Informations sur la décision

Contenu de la décision

Dossier : 2005-2119(GST)I

ENTRE :

PIERRE BÉLANGER,

appelant,

et

SA MAJESTÉ LA REINE,

intimée.

____________________________________________________________________

Appel entendu le 1er mars 2006 à Québec (Québec)

Devant : L'honorable juge Alain Tardif

Comparutions :

Avocat de l'appelant :

Me Daniel Cantin

Avocat de l'intimée :

Me Robert Poupart

____________________________________________________________________

JUGEMENT

          L'appel de la cotisation établie relativement à la taxe sur les produits et services en vertu de la partie IX de la Loi sur la taxe d'accise, dont l'avis est daté du 3 décembre 2004 et porte le numéro 231670, est rejeté, selon les motifs du jugement ci-joints.

Signé à Ottawa, Canada, ce 18e jour de mai 2006.

« Alain Tardif »

Juge Tardif


Référence : 2006CCI159

Date : 20060518

Dossier : 2005-2119(GST)I

ENTRE :

PIERRE BÉLANGER,

appelant,

et

SA MAJESTÉ LA REINE,

intimée.

MOTIFS DU JUGEMENT

Le juge Tardif

[1]      Il s'agit d'un appel relatif à la cotisation de taxe sur les produits et services ( « TPS » ), portant le numéro 231670 et en date du 3 décembre 2004, qui a été établie en vertu de la Loi sur la taxe d'accise (la « Loi » ), concernant des crédits de taxe sur les intrants en raison de la location de véhicules pour les périodes du 1er janvier 2001 au 31 décembre 2001, du 1er janvier 2002 au 31 décembre 2002 et du 1er janvier 2003 au 31 décembre 2003.

[2]      La question en litige consiste à déterminer. aux fins du calcul du crédit de taxe sur les intrants, si l'appelant a utilisé principalement à des fins personnelles, dans une proportion de plus de 50 %, les véhicules suivants, soit une voiture de marque Cadillac Séville pour la période du 1er janvier 2001 au 21 juillet 2002 et une Jaguar de l'année 2003 pour la période du 22 juillet 2002 au 30 septembre.
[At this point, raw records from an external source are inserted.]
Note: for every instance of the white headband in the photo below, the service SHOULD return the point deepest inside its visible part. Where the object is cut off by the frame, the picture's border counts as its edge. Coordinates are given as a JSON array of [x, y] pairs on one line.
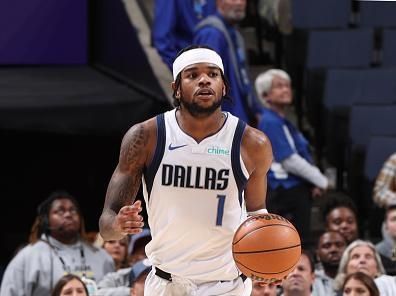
[[194, 56]]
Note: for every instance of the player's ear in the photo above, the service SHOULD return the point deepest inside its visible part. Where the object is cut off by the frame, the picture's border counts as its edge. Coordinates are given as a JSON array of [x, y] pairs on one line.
[[173, 85]]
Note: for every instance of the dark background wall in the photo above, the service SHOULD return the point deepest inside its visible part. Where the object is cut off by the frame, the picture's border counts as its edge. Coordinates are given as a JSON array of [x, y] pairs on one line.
[[43, 32], [75, 79]]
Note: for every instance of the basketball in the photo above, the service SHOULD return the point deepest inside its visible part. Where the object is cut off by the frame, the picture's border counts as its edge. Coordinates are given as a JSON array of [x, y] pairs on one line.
[[266, 247]]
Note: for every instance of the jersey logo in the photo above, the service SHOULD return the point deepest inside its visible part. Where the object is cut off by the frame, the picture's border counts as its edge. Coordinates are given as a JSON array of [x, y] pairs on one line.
[[175, 147]]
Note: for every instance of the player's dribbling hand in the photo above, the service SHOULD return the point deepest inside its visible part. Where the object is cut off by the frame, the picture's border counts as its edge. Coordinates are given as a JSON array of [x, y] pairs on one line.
[[129, 220]]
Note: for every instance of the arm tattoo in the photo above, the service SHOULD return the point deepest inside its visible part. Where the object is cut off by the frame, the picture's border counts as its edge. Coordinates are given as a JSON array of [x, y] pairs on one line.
[[131, 163]]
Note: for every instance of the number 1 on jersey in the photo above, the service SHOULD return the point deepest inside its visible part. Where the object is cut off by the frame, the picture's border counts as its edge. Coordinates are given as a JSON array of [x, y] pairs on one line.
[[220, 209]]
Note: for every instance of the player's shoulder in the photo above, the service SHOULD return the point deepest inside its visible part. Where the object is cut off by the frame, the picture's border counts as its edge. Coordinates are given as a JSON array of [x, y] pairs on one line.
[[142, 131], [254, 137]]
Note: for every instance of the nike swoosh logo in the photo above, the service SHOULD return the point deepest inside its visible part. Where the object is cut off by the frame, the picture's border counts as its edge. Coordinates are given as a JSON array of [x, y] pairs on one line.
[[175, 147]]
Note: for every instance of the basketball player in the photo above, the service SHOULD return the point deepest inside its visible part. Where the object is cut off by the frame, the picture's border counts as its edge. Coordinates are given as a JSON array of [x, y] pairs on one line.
[[201, 169]]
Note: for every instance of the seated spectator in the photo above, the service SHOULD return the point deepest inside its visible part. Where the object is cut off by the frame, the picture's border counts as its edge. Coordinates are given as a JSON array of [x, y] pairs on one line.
[[293, 179], [359, 283], [118, 283], [260, 289], [70, 284], [385, 184], [362, 256], [56, 246], [329, 250], [387, 247], [340, 214], [299, 281], [138, 277]]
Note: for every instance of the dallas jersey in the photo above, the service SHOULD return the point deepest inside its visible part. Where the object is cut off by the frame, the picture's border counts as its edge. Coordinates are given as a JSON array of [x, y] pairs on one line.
[[194, 197]]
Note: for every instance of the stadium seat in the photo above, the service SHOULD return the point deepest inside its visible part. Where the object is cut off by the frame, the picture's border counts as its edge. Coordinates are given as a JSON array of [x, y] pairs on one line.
[[340, 48], [388, 48], [377, 14], [314, 14]]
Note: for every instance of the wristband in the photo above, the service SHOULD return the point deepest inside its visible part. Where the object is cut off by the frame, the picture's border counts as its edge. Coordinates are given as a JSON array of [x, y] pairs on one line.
[[258, 212]]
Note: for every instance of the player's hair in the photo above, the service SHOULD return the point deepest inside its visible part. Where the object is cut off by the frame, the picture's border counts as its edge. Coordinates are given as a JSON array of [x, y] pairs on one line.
[[63, 281], [338, 200], [367, 281], [41, 223], [176, 101]]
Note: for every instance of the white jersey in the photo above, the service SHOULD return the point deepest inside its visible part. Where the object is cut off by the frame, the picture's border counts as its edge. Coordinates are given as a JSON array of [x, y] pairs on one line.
[[194, 197]]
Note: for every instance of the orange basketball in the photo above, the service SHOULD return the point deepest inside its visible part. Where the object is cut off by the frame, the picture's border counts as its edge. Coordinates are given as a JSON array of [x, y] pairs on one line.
[[266, 247]]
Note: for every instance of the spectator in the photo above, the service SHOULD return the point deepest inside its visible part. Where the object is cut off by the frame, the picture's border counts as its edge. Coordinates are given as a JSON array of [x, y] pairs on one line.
[[340, 214], [387, 247], [361, 256], [118, 283], [330, 247], [299, 281], [385, 185], [174, 23], [293, 179], [261, 289], [56, 246], [219, 31], [70, 284], [359, 283]]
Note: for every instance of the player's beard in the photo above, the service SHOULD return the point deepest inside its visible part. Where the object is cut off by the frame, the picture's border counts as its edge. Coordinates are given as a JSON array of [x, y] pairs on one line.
[[199, 111], [234, 16]]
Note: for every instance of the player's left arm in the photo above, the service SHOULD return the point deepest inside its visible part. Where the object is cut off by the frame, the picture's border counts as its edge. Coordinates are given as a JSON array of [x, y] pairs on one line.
[[257, 156]]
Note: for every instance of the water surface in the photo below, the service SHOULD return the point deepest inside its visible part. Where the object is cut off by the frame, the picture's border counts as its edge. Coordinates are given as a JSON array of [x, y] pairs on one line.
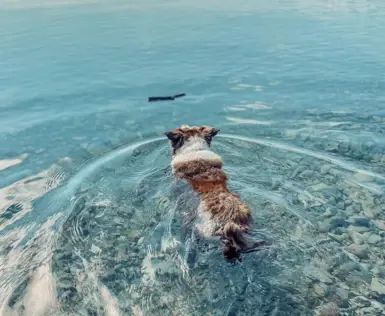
[[91, 220]]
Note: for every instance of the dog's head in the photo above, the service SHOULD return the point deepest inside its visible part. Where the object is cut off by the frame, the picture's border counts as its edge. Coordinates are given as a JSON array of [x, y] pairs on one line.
[[194, 137]]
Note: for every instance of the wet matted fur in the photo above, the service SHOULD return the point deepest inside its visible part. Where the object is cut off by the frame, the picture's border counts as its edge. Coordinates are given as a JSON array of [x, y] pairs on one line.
[[221, 213]]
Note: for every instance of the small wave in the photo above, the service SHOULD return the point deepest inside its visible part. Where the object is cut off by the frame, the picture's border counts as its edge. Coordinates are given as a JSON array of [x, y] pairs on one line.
[[338, 162]]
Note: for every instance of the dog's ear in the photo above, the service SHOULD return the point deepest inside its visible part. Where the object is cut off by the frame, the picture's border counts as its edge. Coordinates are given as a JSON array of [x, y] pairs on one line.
[[209, 133], [173, 135]]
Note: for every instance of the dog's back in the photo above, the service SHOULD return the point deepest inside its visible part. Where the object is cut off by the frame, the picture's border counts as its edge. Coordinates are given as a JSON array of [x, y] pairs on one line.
[[221, 213]]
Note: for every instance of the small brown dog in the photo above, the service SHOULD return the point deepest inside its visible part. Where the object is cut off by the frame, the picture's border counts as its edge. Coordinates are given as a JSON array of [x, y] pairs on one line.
[[221, 213]]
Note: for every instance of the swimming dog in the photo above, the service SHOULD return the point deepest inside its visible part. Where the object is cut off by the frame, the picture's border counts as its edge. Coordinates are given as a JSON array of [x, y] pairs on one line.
[[221, 213]]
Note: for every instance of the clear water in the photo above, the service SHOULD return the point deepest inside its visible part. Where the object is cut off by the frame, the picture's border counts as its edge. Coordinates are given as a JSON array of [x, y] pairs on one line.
[[91, 221]]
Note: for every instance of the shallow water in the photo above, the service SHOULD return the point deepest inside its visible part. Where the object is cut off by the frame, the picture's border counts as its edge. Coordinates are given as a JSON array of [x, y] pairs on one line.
[[91, 220]]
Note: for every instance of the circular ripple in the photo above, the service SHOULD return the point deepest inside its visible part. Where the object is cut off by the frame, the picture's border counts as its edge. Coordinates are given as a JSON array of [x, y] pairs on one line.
[[128, 241]]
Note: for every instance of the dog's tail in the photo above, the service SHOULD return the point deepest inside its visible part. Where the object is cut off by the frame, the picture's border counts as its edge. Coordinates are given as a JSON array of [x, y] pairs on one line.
[[236, 241]]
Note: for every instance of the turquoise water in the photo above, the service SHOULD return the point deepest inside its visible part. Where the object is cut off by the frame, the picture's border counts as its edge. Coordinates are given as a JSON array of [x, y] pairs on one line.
[[91, 221]]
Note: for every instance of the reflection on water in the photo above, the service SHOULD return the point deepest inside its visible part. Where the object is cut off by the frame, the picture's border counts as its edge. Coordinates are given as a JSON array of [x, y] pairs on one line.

[3]      Lors des périodes en litige, l'appelant exploitait, comme vendeur indépendant, un poste d'essence à Beauport depuis 1972.

[4]      À ce titre, pendant les périodes en litige, il exécutait toutes les tâches liées à l'exploitation d'un tel commerce, dont la vocation était exclusivement la vente d'essence. Il était responsable de la gestion, de l'entretien et du matériel et de l'entretien du terrain.

[5]      Il a affirmé qu'en sa qualité de propriétaire d'un tel commerce, il devait effectuer une tournée plusieurs fois par jour afin de vérifier le prix de vente au litre de l'essence chez ses concurrents de manière à réagir rapidement. En d'autres termes, l'appelant devait s'assurer qu'il vendait son essence au même prix que les concurrents.

[6]      Au soutien de son témoignage, l'appelant a déposé des cartes géographiques indiquant où se situaient les divers postes d'essence qu'il considérait comme des références au niveau de la concurrence. L'appelant parcourait deux ou trois fois par jour, cinq jours par semaine, la distance indiquée entre son commerce et ses compétiteurs; l'un des parcours avait une distance de 14 km alors que l'autre en avait une de 9 km.

[7]      Suivant ses prétentions, l'appelant a comptabilisé trois trajets par jour à raison de 9 km chacun, 20 jours par mois, soit 540 km par mois. À ce chiffre, il a ajouté les trajets aller-retour de son bureau situé à sa résidence jusqu'au poste d'essence, soit 60 km par mois auquel il a ajouté 50 km par mois pour les déplacements requis pour les rencontres avec les représentants, ses déplacements à la banque, le transport des préposés et des employés, la livraison d'essence d'urgence pour les véhicules en panne, les déplacements pour les achats de pièces, les achats de papeterie et les déplacements pour visiter d'autres commerces, soit un total général de 650 km par mois. Pour tous ces déplacements, il a utilisé un véhicule de marque Cadillac Séville du début de la première période en litige jusqu'au 21 juillet 2002, après quoi il a utilisé un véhicule de marque Jaguar de l'année 2003.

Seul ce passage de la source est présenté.